Why 2019 Will Be the Year of Women’s Freestyle

The future is female. As one of the world’s quickest growing sports, freestyle football’s women’s side looks to have a huge 2019, with more competitors and competitions, as well as a new administrative role in the World Freestyle Football Association.  

Around the world, women in sports are coming together against all forms of discrimination, bias, and barriers. From the tennis player to the football player, ladies are striving to inspire generations to break down barriers and pursue their dreams. And the female football freestyle community is no different.

Although it saw a huge improvement in 2018, with a record amount of participants at several major tournaments including Super Ball, 2019 is poised to be the biggest year yet for the women in freestyle. From new roles created by freestyle’s governing agency to women’s competitions heading to new countries, we take a look at a pair of reasons why every freestyler should be excited for what’s to come this year.

The WFFA Female Ambassador

womens freestyle

In early February, the WFFA announced Laura Biondo as the first-ever Head of Female Development. From looking to increase the amount of girls joining the sport to improving the overall women’s freestyle experience, this position is paramount to the push towards full equality in freestyle. As we can expect from the ambitious and forward-thinking Biondo, she has plenty of items on her agenda to achieve her overall goals.

“What makes me most happy in life is to help others,” Biondo told the WFFA. “Having the honor to help develop female freestyle is something special as it’s my dream to see other girls fulfill and make their freestyle dreams come true.”

Biondo recently made her first official announcement, sharing the WFFA’s plan to initiate a series of online competitions that are going to give girls the ranking points they need for invite-only competitions. According to the WFFA, the Women’s Freestyle League is hosting its first online competition from March 15 – May 31. Judges and prizes are still unknown, but the girls are buzzing with excitement as they await on more details to release. The WFFA looks to continue supporting and building a sport with equal opportunities for all.

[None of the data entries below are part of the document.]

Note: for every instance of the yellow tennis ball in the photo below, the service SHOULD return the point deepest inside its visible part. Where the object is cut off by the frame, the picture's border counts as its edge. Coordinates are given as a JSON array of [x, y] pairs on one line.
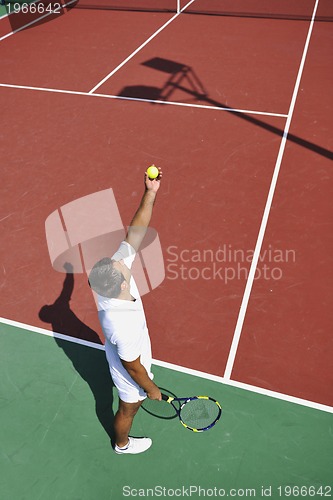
[[152, 172]]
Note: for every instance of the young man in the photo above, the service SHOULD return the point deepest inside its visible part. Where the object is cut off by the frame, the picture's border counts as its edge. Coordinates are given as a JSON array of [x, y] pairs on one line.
[[121, 314]]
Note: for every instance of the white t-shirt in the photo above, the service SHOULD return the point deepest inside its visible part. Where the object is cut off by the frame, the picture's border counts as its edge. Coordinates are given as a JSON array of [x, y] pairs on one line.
[[124, 326]]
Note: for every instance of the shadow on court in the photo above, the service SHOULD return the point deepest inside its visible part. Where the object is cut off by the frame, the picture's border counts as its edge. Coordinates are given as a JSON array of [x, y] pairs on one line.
[[182, 77], [89, 363]]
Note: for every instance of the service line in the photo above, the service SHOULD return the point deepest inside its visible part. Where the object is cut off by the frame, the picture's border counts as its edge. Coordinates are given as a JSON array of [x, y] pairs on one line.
[[178, 368]]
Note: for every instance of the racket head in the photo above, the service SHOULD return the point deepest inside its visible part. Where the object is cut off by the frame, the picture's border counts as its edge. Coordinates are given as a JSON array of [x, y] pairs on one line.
[[200, 413]]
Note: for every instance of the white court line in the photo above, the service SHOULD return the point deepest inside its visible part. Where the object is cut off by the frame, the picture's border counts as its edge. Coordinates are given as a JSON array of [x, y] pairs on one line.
[[139, 48], [35, 21], [262, 230], [181, 369], [149, 101]]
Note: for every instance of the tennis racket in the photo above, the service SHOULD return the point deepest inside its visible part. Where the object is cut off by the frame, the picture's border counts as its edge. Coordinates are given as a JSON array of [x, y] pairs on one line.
[[197, 413]]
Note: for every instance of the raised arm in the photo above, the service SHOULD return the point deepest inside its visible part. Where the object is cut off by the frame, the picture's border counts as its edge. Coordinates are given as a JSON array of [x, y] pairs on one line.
[[138, 228]]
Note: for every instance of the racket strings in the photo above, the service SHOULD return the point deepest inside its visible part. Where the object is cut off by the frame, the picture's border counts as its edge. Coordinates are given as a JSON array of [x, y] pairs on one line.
[[199, 413]]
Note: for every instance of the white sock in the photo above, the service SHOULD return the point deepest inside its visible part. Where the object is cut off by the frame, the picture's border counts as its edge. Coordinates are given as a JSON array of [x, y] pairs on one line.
[[124, 447]]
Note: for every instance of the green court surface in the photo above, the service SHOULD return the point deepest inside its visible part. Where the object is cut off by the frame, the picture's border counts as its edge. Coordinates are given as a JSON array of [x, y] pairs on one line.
[[56, 413]]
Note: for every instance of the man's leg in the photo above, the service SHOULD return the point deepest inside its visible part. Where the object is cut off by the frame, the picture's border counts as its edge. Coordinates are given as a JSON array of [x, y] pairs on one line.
[[123, 421]]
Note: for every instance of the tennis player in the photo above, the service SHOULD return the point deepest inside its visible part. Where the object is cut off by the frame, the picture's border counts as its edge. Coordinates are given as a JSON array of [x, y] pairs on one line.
[[122, 317]]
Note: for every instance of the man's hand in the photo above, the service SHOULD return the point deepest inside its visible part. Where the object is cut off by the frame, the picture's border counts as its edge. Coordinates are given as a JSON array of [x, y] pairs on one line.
[[138, 228], [155, 394]]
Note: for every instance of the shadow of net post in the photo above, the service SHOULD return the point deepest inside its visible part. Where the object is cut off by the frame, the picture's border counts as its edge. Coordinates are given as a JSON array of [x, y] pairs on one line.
[[196, 90], [89, 363]]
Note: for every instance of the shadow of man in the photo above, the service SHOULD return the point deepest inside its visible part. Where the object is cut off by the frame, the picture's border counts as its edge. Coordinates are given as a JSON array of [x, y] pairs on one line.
[[89, 363]]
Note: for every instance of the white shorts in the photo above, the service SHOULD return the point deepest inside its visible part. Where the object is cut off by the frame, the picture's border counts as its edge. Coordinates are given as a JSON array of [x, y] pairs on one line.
[[128, 391]]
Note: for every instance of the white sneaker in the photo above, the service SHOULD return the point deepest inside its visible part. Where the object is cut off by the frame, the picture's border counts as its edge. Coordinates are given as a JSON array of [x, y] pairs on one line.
[[135, 445]]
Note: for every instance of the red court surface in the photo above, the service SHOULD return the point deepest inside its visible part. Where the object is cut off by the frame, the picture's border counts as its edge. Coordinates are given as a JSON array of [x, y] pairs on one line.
[[218, 167]]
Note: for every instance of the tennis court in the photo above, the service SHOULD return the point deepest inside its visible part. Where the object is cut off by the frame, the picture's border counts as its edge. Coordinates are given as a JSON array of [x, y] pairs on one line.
[[233, 101]]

Uncommon LA Female Competition

women's freestyle football

As the wave of female development increases, the Los Angeles freestyle community is following the lead by looking to initiate the first female-specific competition in the United States. Oh Cheeky and Bola launched the Uncommon LA freestyle competition in mid-December of last year, with the intention of giving local freestylers the opportunity to gain experience and prepare for upcoming international and domestic competitions. Kevin Medina, one of the event’s organizers, hopes to expand Uncommon LA across different cities in the U.S. The competition will return for its second edition on March 9 at DAF Studios in the heart of LA.

As it was the first time around, the tournament is open to both men and women. Uncommon LA announced that there will be one-minute qualification routines for the girls. But will there be a female-only competition?

Top U.S. female freestyler Caitlyn Schrepfer says, “I’ve seen enough recent growth in the U.S. female freestyle scene to believe that a female-specific competition is warranted and well overdue.”

Alongside the organizers, Caitlyn and I are urging girls across the country to come out and compete. Word on the street is that a few girls are flying out from the East Coast and possibly internationally to participate in the competition. With a minimum of eight girls needed to organize a female tournament and only seven confirmed just days away from the event, organizers are urging girls to partake in what will be a monumental moment for the U.S. freestyle community.

Whether it be on a national or international level, one thing is undeniable. The female freestyle scene is growing and changing this year. The ladies are taking center stage and they do not plan on stepping off.